Risk scenario approach technique provides with a list of possible threats to the experts that take independent decisions of arriving at a list of threats that has been ranked and has the chances of occurring in a firm’s environment. The experts use automatic decision support software methods and brainstorming during the committee meetings for consolidating the risk ratings of individuals into a list which represents the participant consensus.  A statistical approach seems feasible when the company maintains sufficient historical records of the true occurrences of disasters and threats. It comprises of designing a frequency distribution chart for such historical risks. This approach requires inferring from the previous data for predicting the future. Therefore, it must be implemented with many approaches mentioned earlier specifically the approach of threat scenarios (Shinder, 2001).

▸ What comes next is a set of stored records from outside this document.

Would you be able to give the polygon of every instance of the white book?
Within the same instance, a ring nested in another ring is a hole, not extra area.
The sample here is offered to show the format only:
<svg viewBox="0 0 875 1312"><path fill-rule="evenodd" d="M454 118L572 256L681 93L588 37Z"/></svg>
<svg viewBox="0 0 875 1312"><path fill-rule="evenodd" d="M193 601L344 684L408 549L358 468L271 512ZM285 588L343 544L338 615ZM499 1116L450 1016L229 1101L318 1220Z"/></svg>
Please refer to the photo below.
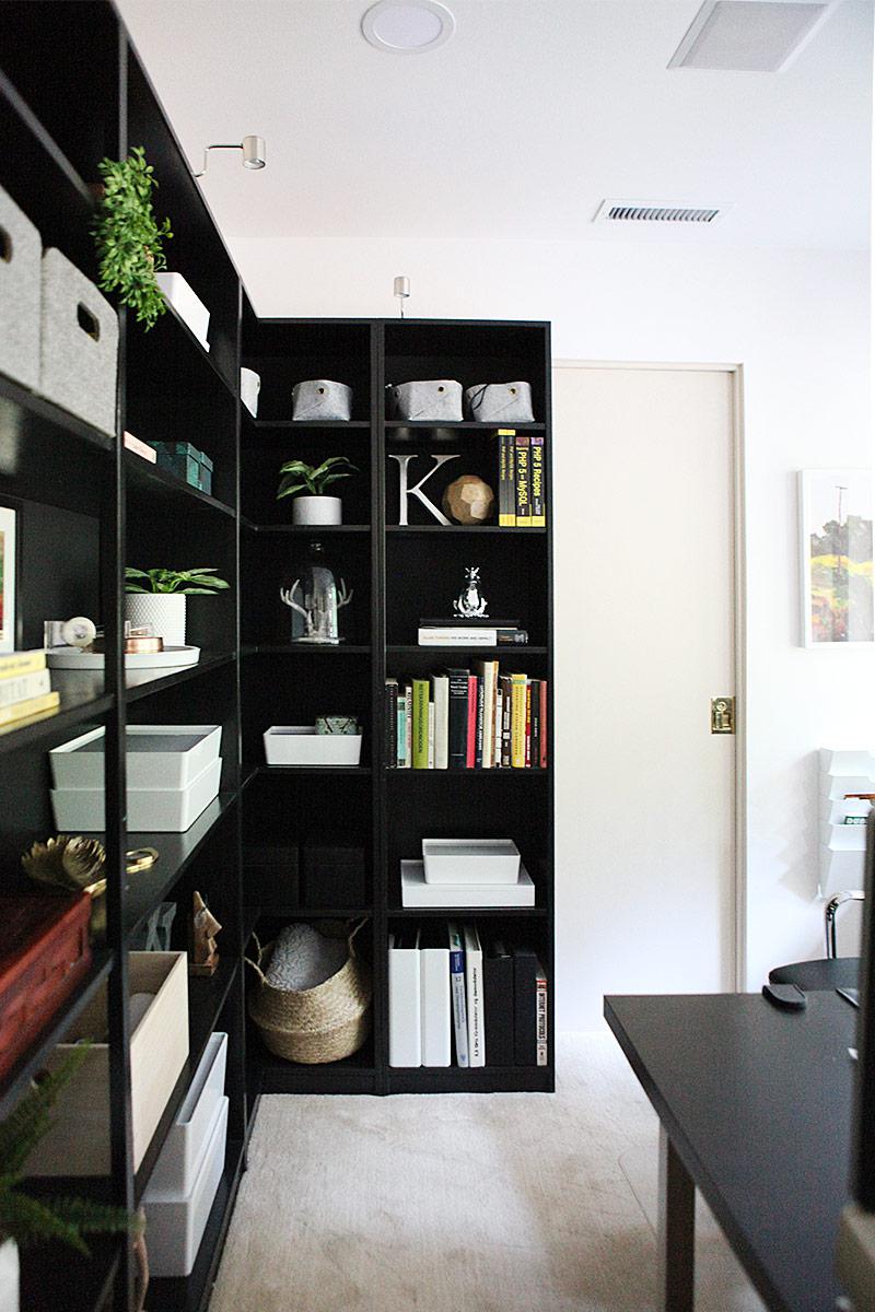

It is sure that a firm cannot implement every potential security measure because this strategy is not feasible economically. Most of the measures are overlapping and safeguard against the various threats. Such a selection process is accomplished either quantitatively or qualitatively. The figure shows the party which will perform the risk assessment which does not conduct a justification analysis which is cost-effective. Rather, for mitigating the risks which occur frequently, security measures are selected depending on experience, intuition and judgment. The approach of cost-effectiveness justification tries to give a quantitative justification of each security measure and its benefits and costs for reaching an optimal mix of the security measures.

References

  1. Virus threat forces military to ban computer flash drives. (2009). Government Product News, 48, 7-7.
  2. Bartels, A. (2008). Assessing and addressing cyber threats to control systems. Power;, 152, 40-40.
  3. Bhatia, M. (2009). Introduction to Computer Network. London: MADHULIKA.
  4. Ec-Council. (2010). Network Defense: Security Policy and Threats. 2010: Cengage Learning.
  5. Eric Cole, S. R. (2005). Insider Threat: Protecting the Enterprise from Sabotage, Spying, and Theft: Protecting the Enterprise from Sabotage, Spying, and Theft. London: SAGE.
  6. Gilmer, B. (2005). Network security. Broadcast Engineering;, 47, 30-34.
  7. Marshall, J. (2005). Networks Face New Email-Related Threats. Financial Executive, 21 , 78-90.
  8. Philips, K. (1995). Without adequate safeguards, corporate data lies exposed to outside and inside threats. . PC Week, 12-69.
  9. Robinson, B. (2005). Intrusion Prevention: A Better Way To Spot Trouble? Securities Industry News, 17, 20-25.
  10. Shinder, D. L. (2001). Title Computer Networking Essentials. london: Cisco Press.
  11. Thermos, P., & Takanen, A. (2008). Securing VoIP Networks: Threats, Vulnerabilities, and Countermeasures. New York: Routledge.
  12. Wang, J. (2009). Computer Network Security. London: Springer.